Bürgermeister*inwahl in Tunis: Feministische Islamistin kandidiert

Souad Abderrahim sieht sich als Feministin und Islamistin – und sie will Bürgermeisterin von Tunis werden. Ihre Chancen stehen gut.

Souad Abderrahim kandidiert als Bürgermeisterin, sie trägt einen Anzug mit Rüschenhemd, die Haare offen und spricht in ein Mikrofon

Souad Abderrahim könnte die erste Bürgermeisterin von Tunis werden Foto: ap

Souad Abderrahim will Geschichte schreiben. Die 53-jährige Tunesierin hat als Nummer eins der meist gewählten Liste der islamistischen Ennahda-Partei (Erneuerung) allerbeste Chancen, in den kommenden Tagen „Cheikha de la Medina“ zu werden: Bürgermeisterin von Tunis. Wählt die Stadtversammlung die Pharmazeutin Abderrahim an die Spitze, ist sie nicht nur die erste Frau im Amt, sondern das erste gewählte Stadtoberhaupt. Bisher wurden die Bürgermeister vom Präsidenten eingesetzt.

Der Stadtrat wird in den kommenden Tagen erstmals zusammenkommen und spätestens Anfang Juli zur Wahl schreiten. Abderrahim weiß 21 der 60 Sitze hinter sich. Sie wirbt nun um die zweitgrößte Fraktion, Nidaa Tounes und um die Vertreter kleinerer, unabhängigen Listen.

Die in der südtunesischen Hafenstadt Sfax geborene Abderrahim ist keine gewöhnliche islamistische Politikerin. Sie trägt das Haar offen und kleidet sich am liebsten in Hosenanzügen. Als „feministische Islamistin“ sieht sich die verheiratete Mutter zweier Kinder. Im Wahlkampf versprach sie, die dringendsten Probleme der tunesischen Hauptstadt anzugehen. Sie will den öffentlichen Nahverkehr ausbauen, die Müllabfuhr verbessern und die Parkanlagen herrichten lassen. Für letzteres will sie straffällig gewordene junge Menschen heranziehen: Tausende, die pro Jahr wegen kleiner Diebstähle oder Drogendelikte hinter Gitter müssen, sollen statt der Haftstrafe gemeinnützige Arbeit verrichten.

Abderrahims politische Karriere begann in Monastir, wo sie Pharmazeutik studierte. Dort gehörte sie dem Vorstand der islamistischen Studentengewerkschaft UGTE an. 1985 wurde sie für zwei Wochen inhaftiert, als sie bei einer politisch motivierten Schlägerei festgenommen wurde.

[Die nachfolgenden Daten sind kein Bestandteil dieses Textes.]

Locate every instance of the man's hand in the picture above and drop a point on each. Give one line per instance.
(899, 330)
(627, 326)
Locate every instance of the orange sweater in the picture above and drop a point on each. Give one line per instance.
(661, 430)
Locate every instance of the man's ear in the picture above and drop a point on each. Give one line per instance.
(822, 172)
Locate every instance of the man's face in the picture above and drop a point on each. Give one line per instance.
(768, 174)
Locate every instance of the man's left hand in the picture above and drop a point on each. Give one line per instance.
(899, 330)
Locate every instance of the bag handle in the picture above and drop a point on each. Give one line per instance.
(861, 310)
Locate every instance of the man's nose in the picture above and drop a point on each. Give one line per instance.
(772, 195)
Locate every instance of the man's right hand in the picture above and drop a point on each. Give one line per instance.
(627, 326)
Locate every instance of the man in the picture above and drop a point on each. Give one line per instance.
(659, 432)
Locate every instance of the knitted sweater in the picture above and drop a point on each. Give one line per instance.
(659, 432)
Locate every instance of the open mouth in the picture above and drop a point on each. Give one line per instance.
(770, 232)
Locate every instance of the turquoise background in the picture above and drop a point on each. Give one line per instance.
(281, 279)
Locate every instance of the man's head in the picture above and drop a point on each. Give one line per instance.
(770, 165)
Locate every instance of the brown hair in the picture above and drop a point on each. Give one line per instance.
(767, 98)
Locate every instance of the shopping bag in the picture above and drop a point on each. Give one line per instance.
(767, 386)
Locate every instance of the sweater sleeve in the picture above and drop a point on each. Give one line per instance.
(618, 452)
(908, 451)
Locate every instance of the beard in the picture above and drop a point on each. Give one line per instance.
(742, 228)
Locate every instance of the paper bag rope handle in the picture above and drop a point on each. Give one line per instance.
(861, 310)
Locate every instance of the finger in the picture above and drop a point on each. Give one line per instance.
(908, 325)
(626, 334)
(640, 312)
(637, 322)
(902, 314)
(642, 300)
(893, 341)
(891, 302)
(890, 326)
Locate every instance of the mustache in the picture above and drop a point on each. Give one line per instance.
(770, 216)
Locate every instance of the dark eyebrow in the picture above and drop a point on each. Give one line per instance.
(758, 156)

Abderrahim, die damals noch Kopftuch trug, hatte eigentlich vermitteln wollen. Dennoch wurde sie daraufhin gezwungen, ihr Studium erst einmal zu unterbrechen.

Mit Argwohn beäugt

Abdrrahim zog sich zunächst aus der Politik zurück, schloss ihr Studium ab und begann im Arzneimittelgroßhandel zu arbeiten. Das Kopftuch wanderte endgültig in die Schublade. Nach der Revolution am 14. Januar 2011 meldete sie sich in der Politik zurück. Sie wurde im Herbst des gleichen Jahres als Ennahda-Spitzenkandidatin im zweiten Wahlbezirk von Tunis in die Verfassungsgebende Versammlung gewählt. Dort stand sie der Kommission für Menschenrechte und Freiheiten vor.

Ihre politische Gegner beäugen Abderrahim mit Argwohn. Sie sei nur ein „modernes Aushängeschild für die internationale Öffentlichkeit“ für die Islamisten. „Souad Palin“ wurde sie in Anlehnung an die extrem rechte Gouverneurin des US-Bundesstaates Alaska Sarah Palin immer wieder genannt.

Trotz aller Reden über die Benachteiligung der Frau vertritt Abderrahim ein orthodoxes Familienbild. Alleinstehende Mütter erklärte sie zur „Schande für eine islamische Gesellschaft“. Und im derzeitigen Streit um das Erbrecht, das Männer bevorteilt, hält sie sich völlig bedeckt. Auch ohne Kopftuch.